The NSW transport minister is warning of “massive disruptions” every weekend for at least a year for already weary and long-suffering rail commuters across Sydney.
Jo Haylen said on Sunday the state Labor government is launching a massive maintenance backlog blitz on the beleaguered system, with plans to cram several years’ worth of work into the next 12 months.
Minister Haylen was at Croydon railway station in Sydney’s inner west to inspect track-work already underway, and to announce details of the Minns government’s Sydney Rail Repair Plan.
“We need to do this critical maintenance backlog of jobs, or things will just get worse. Anyone in Sydney will tell you the train network isn’t working as it should,” she told reporters.
She warned anyone who took trains on the weekend across Sydney will be using buses instead on Saturdays and Sundays for at least a year, probably more.
People living near train stations may want to buy earplugs.
“I want to be totally honest with everyone – for the next year or so we are going to massively disrupt the network on weekends while our crews get in and fix it.
“The work will be around the clock from midnight Friday to midnight Sunday,” the minister said.
A new timetable introduced in 2017 was found to be responsible for the huge backlog on work and repairs, because it left very little time for workers to gain access to tracks.

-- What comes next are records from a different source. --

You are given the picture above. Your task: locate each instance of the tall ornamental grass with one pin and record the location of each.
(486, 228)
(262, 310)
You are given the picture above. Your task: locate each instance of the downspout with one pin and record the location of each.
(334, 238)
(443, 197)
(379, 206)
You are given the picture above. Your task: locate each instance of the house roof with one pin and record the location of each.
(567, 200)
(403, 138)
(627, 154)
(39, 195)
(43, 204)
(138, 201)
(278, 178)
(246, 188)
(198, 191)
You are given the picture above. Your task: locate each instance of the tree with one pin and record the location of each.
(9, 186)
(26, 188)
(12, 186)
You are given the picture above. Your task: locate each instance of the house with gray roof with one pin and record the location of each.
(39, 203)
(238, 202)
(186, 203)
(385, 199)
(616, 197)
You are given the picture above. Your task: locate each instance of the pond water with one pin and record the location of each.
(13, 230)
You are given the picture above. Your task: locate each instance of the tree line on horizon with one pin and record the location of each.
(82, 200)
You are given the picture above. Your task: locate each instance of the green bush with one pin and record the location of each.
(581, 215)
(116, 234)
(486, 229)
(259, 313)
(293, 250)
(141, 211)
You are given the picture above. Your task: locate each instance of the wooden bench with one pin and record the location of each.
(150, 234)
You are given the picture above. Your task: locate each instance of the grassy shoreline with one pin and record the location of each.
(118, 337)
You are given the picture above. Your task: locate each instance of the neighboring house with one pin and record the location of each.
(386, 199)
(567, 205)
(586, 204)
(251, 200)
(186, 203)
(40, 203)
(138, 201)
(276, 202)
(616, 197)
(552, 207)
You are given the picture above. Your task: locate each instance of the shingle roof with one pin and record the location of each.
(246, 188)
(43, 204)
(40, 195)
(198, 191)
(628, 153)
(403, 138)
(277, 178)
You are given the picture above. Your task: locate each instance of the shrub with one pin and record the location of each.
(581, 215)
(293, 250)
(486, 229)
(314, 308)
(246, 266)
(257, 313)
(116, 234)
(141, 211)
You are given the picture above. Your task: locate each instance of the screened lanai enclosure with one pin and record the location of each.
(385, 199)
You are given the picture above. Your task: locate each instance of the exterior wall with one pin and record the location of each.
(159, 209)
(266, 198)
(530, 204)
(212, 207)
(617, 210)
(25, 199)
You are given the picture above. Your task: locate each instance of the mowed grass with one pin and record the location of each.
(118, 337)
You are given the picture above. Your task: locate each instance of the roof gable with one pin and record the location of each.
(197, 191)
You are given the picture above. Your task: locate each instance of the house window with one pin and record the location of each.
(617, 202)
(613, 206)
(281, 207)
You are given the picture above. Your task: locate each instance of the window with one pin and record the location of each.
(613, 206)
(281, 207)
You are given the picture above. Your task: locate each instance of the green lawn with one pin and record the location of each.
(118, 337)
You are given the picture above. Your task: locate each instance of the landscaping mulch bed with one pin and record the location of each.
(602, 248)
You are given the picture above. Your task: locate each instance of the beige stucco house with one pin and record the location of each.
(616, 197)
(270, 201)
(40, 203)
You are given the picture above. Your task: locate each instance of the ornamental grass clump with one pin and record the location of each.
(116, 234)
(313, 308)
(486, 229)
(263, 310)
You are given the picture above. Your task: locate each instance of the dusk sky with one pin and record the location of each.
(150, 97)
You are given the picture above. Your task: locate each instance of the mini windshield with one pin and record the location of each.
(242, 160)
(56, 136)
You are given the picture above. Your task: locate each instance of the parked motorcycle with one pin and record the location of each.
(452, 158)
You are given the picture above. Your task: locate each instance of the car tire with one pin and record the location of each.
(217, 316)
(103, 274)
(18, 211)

The sped-up maintenance plan is in response to recent interim recommendations made by the Sydney Trains Review.
The review made 12 recommendations for restoring reliability to the network, which suffers severe meltdowns regularly.
The report found poor weather and industrial action also played a part in the failures of maintenance, but the 2017 timetable change was the main culprit.
Chief executive of Sydney Trains Matt Longland said clearing the maintenance backlog was the first recommendation to come from the review, and in his opinion, the most important.
“Signalling, overhead wiring, these will be among the priorities … and the impact of the rain.
“This year is about spending the money,” he said.
Minister Haylen said Sydney deserved a world-class rail network.
“People have lost faith in the system, they’ve been burnt too many times.
“It’s a year or more of pain but it will deliver the huge, world-class train system Sydney needs and deserves,” she said.
The $97 million plan is being described by the government as an “all-out assault” to repair the network, with about 600,000 people expected to be impacted every weekend.
The money will come from existing unspent maintenance budgets.
Some weekends will see about 300 worksites at train stations in Sydney which is double the usual number and requiring thousands of workers to fill 14,000 shifts across the network.
The T1, T2, T4 and City Circle lines have been identified as some of the worst and will be the first to see works begin.